Spellman notes: “The IoM economy has seen 30 years of consecutive growth, and we’d like to keep it that way. For starters, Brexit won’t change the Westminster policy for regional investment. With EU funding money gone, a number of businesses will be looking elsewhere for funding.
“I’d say look at us. The IoM’s £50m Enterprise Development Scheme and financial and professional services sector is eyeing businesses looking to expand internationally.”
The UK has served as the IoM’s intermediary with the Crown dependency trading with Europe via London through a treaty dating back to 1973. “In a post-Brexit, climate without having to directly follow many EU directives, the IoM can enhance certain offerings and become even more client-centric,” Spellman says.

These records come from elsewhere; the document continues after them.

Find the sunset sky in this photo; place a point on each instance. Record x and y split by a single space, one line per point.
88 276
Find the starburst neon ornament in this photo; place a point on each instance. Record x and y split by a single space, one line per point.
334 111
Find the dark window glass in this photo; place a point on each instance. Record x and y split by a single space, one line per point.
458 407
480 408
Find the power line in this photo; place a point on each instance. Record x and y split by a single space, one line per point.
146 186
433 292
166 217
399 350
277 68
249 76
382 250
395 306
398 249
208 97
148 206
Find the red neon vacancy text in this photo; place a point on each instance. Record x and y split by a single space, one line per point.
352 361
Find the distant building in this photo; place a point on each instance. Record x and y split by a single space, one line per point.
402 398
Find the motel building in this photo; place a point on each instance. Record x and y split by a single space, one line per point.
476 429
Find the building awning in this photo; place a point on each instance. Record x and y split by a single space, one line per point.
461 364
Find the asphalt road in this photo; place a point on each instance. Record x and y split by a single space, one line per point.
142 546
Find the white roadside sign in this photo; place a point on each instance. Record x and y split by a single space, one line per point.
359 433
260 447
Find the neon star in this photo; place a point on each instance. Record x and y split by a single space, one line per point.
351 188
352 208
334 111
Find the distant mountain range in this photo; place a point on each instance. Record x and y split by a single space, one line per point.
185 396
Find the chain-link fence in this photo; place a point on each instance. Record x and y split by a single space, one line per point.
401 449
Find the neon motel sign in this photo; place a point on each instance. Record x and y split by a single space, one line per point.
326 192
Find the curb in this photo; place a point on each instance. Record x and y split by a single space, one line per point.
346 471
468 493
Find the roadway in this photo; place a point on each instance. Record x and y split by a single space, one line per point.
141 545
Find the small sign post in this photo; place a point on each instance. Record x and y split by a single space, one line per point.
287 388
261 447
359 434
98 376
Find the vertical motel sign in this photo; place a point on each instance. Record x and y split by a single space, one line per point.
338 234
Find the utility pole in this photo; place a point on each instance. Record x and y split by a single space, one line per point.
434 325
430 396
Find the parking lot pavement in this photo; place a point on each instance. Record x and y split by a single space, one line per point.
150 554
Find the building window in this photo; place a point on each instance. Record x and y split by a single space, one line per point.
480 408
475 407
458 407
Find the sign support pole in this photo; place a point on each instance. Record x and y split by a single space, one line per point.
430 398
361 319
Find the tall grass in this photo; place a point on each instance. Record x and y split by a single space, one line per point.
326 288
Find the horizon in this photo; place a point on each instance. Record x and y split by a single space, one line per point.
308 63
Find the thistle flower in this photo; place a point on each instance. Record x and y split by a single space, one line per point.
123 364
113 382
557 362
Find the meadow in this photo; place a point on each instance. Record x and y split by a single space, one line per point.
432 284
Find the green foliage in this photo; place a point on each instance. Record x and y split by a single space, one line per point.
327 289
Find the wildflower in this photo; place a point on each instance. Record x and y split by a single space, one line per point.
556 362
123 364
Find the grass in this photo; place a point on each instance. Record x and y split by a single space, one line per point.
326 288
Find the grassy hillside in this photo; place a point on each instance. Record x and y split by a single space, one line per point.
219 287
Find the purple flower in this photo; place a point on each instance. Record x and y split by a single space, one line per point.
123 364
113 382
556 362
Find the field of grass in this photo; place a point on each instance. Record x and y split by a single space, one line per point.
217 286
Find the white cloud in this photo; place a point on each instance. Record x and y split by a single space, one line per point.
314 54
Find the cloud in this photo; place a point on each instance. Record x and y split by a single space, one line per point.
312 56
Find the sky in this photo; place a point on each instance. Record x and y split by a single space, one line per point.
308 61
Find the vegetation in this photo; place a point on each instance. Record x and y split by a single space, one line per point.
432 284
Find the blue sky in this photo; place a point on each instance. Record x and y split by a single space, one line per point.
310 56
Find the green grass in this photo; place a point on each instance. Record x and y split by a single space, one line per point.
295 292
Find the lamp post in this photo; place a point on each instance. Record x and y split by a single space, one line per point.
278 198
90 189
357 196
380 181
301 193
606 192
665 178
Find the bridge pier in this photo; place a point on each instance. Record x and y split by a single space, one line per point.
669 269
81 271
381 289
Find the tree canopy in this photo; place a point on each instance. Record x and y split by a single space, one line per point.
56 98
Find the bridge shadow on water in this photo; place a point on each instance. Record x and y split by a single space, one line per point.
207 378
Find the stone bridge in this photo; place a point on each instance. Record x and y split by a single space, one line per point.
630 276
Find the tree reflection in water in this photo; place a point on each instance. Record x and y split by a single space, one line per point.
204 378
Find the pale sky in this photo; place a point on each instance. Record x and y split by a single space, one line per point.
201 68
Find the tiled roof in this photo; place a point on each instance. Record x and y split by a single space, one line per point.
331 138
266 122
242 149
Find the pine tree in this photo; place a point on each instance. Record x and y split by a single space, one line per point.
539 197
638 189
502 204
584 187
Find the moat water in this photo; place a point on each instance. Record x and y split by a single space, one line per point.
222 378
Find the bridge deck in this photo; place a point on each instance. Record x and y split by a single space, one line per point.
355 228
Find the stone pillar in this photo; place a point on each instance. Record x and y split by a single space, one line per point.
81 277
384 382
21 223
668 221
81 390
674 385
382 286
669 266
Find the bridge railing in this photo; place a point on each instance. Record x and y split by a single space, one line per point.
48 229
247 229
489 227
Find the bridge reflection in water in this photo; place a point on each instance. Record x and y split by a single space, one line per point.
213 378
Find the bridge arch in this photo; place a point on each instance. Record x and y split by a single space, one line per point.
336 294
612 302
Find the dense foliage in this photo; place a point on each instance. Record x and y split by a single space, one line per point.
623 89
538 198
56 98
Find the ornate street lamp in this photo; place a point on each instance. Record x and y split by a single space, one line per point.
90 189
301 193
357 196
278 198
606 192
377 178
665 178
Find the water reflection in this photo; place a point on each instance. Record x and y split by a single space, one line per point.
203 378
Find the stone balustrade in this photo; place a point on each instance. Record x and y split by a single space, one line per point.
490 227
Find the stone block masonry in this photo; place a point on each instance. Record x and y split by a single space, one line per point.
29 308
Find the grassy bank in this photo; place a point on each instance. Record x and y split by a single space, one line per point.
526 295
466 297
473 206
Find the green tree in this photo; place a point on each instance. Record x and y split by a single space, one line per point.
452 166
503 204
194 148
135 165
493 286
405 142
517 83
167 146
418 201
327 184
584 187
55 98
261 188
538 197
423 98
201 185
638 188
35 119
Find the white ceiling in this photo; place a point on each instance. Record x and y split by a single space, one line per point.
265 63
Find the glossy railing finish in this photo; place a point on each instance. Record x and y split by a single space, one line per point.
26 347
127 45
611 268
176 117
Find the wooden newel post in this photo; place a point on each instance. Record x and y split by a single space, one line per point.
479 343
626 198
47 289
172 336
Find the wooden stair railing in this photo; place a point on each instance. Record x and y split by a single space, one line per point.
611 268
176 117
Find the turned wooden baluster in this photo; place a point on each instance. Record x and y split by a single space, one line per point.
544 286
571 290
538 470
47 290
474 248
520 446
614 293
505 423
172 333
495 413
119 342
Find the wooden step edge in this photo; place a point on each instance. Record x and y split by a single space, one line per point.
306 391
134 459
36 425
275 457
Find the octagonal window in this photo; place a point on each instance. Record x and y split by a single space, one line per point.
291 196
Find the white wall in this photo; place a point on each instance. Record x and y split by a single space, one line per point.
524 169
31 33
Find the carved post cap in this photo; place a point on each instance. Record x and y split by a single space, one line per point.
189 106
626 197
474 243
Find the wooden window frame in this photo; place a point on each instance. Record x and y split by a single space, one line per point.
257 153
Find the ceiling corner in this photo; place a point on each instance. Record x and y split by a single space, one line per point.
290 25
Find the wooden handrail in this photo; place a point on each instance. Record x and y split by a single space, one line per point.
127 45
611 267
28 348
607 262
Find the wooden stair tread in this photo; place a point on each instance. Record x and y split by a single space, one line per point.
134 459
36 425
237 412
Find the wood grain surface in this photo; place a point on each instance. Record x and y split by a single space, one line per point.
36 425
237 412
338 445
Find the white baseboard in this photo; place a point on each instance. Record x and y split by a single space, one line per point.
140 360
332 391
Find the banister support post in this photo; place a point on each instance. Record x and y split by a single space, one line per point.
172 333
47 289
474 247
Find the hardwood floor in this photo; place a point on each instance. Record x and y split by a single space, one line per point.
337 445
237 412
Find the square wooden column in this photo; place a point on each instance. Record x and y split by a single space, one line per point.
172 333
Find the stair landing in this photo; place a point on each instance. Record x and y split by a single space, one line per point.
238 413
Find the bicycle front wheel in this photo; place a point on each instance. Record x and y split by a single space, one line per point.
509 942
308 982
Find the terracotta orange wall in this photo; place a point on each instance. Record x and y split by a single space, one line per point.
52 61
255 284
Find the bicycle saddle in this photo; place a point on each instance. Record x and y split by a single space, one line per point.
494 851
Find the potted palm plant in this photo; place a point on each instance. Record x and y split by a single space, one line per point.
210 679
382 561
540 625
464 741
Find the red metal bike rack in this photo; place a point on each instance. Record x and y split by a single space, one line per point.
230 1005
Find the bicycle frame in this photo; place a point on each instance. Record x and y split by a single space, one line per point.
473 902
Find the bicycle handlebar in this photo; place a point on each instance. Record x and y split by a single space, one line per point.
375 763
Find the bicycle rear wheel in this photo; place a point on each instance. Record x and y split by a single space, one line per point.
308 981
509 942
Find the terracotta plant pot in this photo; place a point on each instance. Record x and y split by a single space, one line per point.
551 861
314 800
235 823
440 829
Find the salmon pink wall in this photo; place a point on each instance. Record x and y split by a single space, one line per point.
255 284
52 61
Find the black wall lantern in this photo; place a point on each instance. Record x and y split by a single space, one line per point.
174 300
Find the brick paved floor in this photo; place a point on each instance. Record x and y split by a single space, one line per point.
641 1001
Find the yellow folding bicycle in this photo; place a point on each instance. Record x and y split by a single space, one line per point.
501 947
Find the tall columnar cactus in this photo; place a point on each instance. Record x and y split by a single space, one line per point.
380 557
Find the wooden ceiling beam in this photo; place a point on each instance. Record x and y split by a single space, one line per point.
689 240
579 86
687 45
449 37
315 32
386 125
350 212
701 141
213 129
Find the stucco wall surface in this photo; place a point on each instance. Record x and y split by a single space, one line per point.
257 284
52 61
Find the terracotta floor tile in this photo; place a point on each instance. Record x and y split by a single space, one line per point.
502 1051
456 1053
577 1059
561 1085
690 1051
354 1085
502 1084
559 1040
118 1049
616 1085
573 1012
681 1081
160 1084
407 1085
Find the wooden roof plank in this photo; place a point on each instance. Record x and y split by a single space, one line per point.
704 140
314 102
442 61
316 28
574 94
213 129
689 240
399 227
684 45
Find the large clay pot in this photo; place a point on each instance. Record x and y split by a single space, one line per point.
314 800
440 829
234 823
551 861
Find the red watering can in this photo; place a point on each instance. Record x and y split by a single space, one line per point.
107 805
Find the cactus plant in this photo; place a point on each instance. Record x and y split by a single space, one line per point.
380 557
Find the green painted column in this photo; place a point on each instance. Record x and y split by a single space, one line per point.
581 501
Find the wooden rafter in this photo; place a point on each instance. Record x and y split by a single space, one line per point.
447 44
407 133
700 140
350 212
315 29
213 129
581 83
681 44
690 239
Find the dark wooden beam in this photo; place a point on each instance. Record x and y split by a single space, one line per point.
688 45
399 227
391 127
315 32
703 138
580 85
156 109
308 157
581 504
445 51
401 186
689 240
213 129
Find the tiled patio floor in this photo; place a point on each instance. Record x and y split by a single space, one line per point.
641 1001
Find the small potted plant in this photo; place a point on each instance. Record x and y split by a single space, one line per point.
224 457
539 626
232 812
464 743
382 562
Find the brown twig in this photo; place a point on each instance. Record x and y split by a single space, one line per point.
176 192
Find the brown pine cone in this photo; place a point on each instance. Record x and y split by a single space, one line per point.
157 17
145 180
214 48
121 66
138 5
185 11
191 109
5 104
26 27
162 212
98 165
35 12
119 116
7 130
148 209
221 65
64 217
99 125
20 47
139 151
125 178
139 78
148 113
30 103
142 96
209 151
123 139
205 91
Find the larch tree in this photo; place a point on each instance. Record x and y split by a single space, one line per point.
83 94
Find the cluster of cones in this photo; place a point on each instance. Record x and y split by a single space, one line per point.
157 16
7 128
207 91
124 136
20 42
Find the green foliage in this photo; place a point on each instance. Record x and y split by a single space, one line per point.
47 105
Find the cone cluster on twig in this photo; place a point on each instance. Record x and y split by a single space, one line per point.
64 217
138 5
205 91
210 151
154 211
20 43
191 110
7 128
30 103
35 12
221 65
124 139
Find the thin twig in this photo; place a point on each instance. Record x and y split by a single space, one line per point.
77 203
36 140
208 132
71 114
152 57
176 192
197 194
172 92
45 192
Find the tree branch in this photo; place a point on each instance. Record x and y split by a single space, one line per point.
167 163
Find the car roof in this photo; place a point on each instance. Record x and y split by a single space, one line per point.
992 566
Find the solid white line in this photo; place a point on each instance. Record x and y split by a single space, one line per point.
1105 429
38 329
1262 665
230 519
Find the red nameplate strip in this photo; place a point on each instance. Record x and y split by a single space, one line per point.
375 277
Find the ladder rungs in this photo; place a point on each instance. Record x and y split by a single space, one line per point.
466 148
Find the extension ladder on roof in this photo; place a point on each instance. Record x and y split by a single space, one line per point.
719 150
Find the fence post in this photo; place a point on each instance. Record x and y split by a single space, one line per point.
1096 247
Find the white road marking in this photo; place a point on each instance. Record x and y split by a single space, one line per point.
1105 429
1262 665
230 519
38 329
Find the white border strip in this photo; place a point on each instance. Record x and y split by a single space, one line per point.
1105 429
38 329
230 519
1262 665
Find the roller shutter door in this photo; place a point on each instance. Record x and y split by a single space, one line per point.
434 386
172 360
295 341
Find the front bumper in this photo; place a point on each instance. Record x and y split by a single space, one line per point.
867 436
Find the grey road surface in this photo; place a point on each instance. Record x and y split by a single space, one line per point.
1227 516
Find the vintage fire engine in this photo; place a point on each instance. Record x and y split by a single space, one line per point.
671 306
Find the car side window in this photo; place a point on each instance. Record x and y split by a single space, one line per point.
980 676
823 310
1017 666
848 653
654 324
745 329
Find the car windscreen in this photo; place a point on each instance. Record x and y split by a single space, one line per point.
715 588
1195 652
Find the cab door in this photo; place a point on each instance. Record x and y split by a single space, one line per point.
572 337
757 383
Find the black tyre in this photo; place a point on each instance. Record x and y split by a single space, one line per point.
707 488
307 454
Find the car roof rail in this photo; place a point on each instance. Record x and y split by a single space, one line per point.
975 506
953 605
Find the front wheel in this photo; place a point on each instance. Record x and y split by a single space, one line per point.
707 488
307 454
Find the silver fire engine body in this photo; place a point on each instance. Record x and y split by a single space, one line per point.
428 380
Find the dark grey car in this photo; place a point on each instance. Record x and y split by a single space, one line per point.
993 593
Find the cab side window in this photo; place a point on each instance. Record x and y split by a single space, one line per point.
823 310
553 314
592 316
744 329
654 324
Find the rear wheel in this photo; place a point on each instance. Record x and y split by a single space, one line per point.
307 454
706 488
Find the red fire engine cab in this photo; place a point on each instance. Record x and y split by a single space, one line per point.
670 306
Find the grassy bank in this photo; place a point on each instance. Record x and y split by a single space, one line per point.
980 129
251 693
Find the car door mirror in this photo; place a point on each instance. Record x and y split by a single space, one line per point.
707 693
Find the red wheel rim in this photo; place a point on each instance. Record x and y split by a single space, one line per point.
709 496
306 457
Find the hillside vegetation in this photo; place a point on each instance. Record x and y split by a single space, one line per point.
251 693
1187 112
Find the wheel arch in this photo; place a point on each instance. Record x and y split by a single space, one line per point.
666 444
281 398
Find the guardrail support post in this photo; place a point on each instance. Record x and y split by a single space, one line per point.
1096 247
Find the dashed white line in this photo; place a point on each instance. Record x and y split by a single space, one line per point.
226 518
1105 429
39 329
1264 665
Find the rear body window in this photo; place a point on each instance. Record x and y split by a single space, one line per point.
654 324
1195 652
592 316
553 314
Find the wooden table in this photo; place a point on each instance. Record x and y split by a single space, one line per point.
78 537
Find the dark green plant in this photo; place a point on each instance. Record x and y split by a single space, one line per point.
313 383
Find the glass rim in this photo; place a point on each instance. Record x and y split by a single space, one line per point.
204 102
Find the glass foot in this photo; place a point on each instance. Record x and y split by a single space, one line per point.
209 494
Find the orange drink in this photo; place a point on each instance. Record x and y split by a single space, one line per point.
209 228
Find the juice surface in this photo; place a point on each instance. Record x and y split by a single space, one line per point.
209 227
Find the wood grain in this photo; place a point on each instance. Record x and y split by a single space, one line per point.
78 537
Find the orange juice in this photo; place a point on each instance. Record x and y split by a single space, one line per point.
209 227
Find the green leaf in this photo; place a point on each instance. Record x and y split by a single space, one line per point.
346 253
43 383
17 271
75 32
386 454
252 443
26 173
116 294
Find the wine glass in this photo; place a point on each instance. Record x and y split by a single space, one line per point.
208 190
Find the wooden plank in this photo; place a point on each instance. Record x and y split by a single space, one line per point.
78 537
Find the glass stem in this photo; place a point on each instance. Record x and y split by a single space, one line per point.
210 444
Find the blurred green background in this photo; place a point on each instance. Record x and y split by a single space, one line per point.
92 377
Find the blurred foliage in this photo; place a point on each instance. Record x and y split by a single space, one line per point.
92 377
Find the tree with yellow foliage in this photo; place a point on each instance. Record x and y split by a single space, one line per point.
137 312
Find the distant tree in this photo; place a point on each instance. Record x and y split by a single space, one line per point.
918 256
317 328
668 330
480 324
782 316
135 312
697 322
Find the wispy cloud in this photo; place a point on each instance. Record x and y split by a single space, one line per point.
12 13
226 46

He also feels there is little chance of a second referendum and that PM May’s quip “Brexit means Brexit” sums it up. “Quite frankly, we are preparing ourselves on that basis. We have good working relationships with China, South Africa, several Latin American and Middle Eastern governments as a service hub, we intend to takes these interactions to the next level.”
Opportunity hub not tax haven
Spellman also disputes the ‘tax haven’ label the Crown dependency is often slapped with. “Historically, aspects of that label were fair, but currently, and in fact for the last few years, such a charge is totally unfair. The IoM was the first crown dependency to sign up for common reporting standards and the G5 initiative on tax transparency.
“We hold a top ranking as part of the Organization for Economic Cooperation and Development’s (OECD) Global Forum on Transparency and Exchange of Information. Our credentials speak for themselves, and people calling us a tax haven should look beyond decades-old clichés.”
Spellman says if the IoM chooses not to levy corporation tax, surely it’s the responsibility of the home state to choose its path. “Our economy runs very efficiently on direct taxation on employment and indirect taxes, with a well developed health and benefits system. So why should we implement taxes that we do not need?
“Several governments from Ireland to the Netherlands have low corporate taxation, and former UK chancellor George Osborne’s move to lower corporation tax to 15% was a similar measure. So why criticise the IoM for its low taxation principles. If we are transparent, we should run our economy how we choose. I’d say we’re small but perfectly structured – a model worth examining in a post-Brexit world.”